I was born and lived the first half of my life in the city, was always passionate about it, and yet the program had so much fascinating information I didn't know – not only about the distant past, but the complex back-room city politics (some disastrously wrong headed, even aggressively racist) that were going on in my early years.
It's always lively, often touching and asks important questions about what makes a city and why they're so important -- as well as "how can a city keep 'modernizing', but not lose it's soul?" It also forced me to abandon some supposed "facts" I'd been brought up with as a New Yorker, like the idea that names of immigrants were commonly changed at Ellis Island.
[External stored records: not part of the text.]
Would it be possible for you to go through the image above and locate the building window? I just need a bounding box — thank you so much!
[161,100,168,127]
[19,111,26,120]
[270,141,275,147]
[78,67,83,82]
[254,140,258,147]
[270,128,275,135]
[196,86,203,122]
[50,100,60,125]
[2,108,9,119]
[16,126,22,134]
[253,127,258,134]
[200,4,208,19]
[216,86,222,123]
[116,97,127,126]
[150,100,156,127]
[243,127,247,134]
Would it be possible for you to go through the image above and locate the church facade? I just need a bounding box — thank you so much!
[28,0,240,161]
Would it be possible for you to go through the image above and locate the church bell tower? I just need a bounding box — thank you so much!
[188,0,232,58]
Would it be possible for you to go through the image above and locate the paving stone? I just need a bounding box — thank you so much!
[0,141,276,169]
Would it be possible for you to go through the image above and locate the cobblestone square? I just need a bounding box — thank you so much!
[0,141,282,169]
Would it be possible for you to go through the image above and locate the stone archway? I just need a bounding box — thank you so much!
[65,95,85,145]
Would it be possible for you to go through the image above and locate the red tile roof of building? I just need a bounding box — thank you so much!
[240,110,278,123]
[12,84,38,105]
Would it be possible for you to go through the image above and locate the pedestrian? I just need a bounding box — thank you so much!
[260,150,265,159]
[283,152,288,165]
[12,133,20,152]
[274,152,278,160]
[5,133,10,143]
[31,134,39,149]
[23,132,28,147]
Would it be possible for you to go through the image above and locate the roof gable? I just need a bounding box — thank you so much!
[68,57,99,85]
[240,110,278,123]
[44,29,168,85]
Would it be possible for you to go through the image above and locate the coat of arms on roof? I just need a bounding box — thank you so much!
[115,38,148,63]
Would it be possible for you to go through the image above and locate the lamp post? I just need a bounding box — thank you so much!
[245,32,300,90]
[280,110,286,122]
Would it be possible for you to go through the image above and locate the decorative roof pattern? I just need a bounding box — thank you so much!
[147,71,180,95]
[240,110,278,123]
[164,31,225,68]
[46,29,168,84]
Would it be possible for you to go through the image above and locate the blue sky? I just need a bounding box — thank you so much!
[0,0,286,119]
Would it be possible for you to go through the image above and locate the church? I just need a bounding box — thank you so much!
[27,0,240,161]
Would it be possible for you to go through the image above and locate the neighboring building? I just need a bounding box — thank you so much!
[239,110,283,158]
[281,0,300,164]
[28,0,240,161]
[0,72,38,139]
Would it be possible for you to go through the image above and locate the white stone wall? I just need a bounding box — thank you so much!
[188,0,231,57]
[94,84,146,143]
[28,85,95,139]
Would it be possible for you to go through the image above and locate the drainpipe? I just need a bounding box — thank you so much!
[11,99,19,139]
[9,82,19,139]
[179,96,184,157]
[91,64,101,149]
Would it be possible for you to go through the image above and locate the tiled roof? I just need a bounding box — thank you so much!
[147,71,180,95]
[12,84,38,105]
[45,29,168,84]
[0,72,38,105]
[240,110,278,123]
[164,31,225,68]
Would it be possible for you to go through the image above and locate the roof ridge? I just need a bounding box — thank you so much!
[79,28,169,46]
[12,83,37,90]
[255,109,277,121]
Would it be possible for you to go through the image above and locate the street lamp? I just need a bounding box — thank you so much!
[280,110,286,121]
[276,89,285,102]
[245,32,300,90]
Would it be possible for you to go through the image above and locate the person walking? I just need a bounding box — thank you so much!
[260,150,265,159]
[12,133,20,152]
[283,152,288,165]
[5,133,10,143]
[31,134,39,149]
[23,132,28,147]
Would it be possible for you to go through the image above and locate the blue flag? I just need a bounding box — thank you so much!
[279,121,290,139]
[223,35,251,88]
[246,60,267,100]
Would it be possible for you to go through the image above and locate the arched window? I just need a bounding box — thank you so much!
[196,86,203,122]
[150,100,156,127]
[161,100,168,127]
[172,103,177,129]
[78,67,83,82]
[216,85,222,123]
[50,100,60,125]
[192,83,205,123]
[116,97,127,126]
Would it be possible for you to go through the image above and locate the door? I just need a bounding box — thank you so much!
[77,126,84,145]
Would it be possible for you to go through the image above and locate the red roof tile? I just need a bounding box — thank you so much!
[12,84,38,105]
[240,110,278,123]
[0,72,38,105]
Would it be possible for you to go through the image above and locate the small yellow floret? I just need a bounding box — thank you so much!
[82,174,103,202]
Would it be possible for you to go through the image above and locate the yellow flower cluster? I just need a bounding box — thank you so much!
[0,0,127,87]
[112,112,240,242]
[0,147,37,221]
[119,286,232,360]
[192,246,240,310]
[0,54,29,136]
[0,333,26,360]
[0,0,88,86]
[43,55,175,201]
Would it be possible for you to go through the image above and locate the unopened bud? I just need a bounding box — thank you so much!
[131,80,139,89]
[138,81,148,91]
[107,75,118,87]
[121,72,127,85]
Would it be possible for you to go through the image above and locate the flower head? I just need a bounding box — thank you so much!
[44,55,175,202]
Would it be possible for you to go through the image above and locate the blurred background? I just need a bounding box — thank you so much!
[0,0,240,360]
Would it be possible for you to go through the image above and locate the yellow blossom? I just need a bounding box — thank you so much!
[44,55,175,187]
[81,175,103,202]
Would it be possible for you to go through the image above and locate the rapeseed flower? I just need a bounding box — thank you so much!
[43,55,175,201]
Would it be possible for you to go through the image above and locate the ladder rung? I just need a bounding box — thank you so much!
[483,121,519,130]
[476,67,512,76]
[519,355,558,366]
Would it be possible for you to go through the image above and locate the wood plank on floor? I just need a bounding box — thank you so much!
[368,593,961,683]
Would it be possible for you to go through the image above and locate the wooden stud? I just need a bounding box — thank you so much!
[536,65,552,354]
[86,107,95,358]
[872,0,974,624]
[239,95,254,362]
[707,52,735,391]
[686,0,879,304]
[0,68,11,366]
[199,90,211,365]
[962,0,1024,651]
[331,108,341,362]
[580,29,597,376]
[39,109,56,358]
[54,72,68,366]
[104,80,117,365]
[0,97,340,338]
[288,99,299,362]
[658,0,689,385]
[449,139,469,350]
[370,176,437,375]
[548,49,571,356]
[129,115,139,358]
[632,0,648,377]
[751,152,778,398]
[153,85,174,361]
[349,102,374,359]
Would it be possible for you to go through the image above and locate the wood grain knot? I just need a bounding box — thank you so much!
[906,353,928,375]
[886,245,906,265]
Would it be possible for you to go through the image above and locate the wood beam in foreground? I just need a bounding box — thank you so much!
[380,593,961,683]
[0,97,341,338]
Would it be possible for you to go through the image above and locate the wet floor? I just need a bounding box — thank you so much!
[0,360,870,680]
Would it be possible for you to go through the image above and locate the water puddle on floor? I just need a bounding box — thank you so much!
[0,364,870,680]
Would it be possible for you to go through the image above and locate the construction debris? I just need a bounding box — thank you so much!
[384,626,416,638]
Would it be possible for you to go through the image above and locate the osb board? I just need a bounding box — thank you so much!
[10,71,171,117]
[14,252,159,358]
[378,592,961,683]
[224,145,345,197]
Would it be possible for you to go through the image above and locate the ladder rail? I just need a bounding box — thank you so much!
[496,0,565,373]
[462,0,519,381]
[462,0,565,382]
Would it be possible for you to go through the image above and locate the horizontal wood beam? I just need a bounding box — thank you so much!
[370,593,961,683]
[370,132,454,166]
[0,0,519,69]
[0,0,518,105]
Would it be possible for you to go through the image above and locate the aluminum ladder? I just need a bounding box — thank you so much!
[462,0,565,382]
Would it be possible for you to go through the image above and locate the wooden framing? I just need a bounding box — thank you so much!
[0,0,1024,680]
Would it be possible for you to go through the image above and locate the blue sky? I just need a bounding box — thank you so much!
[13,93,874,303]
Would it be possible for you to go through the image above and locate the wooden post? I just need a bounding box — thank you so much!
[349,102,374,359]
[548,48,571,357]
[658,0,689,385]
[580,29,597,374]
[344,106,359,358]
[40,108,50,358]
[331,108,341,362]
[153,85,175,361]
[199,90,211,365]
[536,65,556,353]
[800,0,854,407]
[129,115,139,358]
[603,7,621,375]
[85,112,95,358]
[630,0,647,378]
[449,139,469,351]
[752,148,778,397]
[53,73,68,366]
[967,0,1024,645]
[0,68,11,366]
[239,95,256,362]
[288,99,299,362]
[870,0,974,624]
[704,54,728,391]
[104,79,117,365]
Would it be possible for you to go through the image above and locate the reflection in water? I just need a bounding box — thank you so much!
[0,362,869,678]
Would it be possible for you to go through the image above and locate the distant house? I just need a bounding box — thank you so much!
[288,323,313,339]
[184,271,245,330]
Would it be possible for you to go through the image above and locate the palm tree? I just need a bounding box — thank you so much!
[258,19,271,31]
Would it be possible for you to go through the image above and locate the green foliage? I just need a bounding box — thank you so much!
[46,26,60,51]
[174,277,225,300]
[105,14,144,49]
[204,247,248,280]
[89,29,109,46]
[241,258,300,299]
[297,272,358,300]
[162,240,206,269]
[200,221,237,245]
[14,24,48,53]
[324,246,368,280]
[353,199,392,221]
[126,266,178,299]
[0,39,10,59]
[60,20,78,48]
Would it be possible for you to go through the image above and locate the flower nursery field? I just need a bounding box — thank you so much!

The last episode, made after the rest of the documentary, is devoted entirely to the Word Trade Center; it's inception, it's building (and the complex, sometimes dark politics behind it), it's successes and failures as architecture and urban planning, and of course it's horrifying demise. While it's the most emotional of the episodes, it does feel a bit apart from the others, spending it's entire length on one very focused subject. Not a problem, other than a bit of change in style.
If one had to nit-pick it would probably be the use of hyperbole in some of the narration. I lost count of how many crises were 'the worst the city ever faced'. But that is a tiny fly in a ton of ointment.
The images, still and moving, are beautifully chosen (great seeing moving images from the turn of the century New York), the various expert talking heads are passionate and articulate, and I learned so much more than I expected.
It's interesting that film-maker Ric Burns' brother Ken has received so much more attention. I find Ric's many documentaries often the equal of Ken Burns' work, and indeed sometimes find them more emotional.